SF, With CDC Method, Lowers the HIV Rate
There is nothing for me to say, except that I was hugely wrong in my prediction last week that the department of health, using new CDC methodology to take an educated guess at the recent HIV rate for the city, would revise the numbers upward. That didn't happen at the HIV Prevention Planning Council meeting on Thursday.
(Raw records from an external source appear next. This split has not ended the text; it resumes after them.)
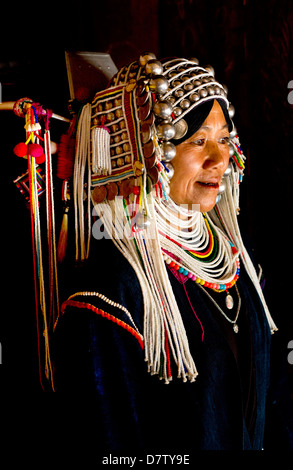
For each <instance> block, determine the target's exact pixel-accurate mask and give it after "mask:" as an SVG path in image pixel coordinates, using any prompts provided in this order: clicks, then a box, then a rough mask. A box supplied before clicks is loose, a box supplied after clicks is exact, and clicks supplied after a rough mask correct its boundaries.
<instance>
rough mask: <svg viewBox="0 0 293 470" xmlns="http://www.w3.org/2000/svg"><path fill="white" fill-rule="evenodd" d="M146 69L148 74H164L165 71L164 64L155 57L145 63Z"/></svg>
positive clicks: (145, 66) (147, 74)
mask: <svg viewBox="0 0 293 470" xmlns="http://www.w3.org/2000/svg"><path fill="white" fill-rule="evenodd" d="M144 69H145V73H146V74H147V75H162V73H163V71H164V69H163V65H162V64H161V62H160V61H159V60H155V59H152V60H149V61H148V62H147V63H146V64H145V67H144Z"/></svg>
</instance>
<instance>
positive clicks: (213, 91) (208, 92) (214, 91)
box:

Susan Scheer, PhD, MPH, presented her case for why and how the DPH used new assay tests and mathematical modeling to arrive at a figure for new infections in 2006, and she did it with 25 slides that need more scrutiny by activists and reporters who follow these statistical matters. I encourage you to view all of Scheer's slides, which are posted here.
This slide, number 22, was the one HPPC members, and myself, were most intrigued by, because the CDC methodology shows estimated infections for 2006 were remarkably lower than those estimated by DPH in its consensus estimate:
Today's Bay Area Reporter blog has a post about Scheer's new figures and writer Matthew S. Bajko includes positive quotes from AIDS Office leaders over their colleague's estimates.
Something right and good is happening with reducing HIV infections in San Francisco, but the big things missing, as the estimates and annual epi reports continue to pour out of DPH illustrating a sustained drop, are a collective pat on the gay community's back and public forums or social marketing campaigns from AIDS Inc explaning the declines and encouraging gays to continue what they're doing to keep numbers down.
How low must the numbers fall before gay men in San Francisco are praised for the decline?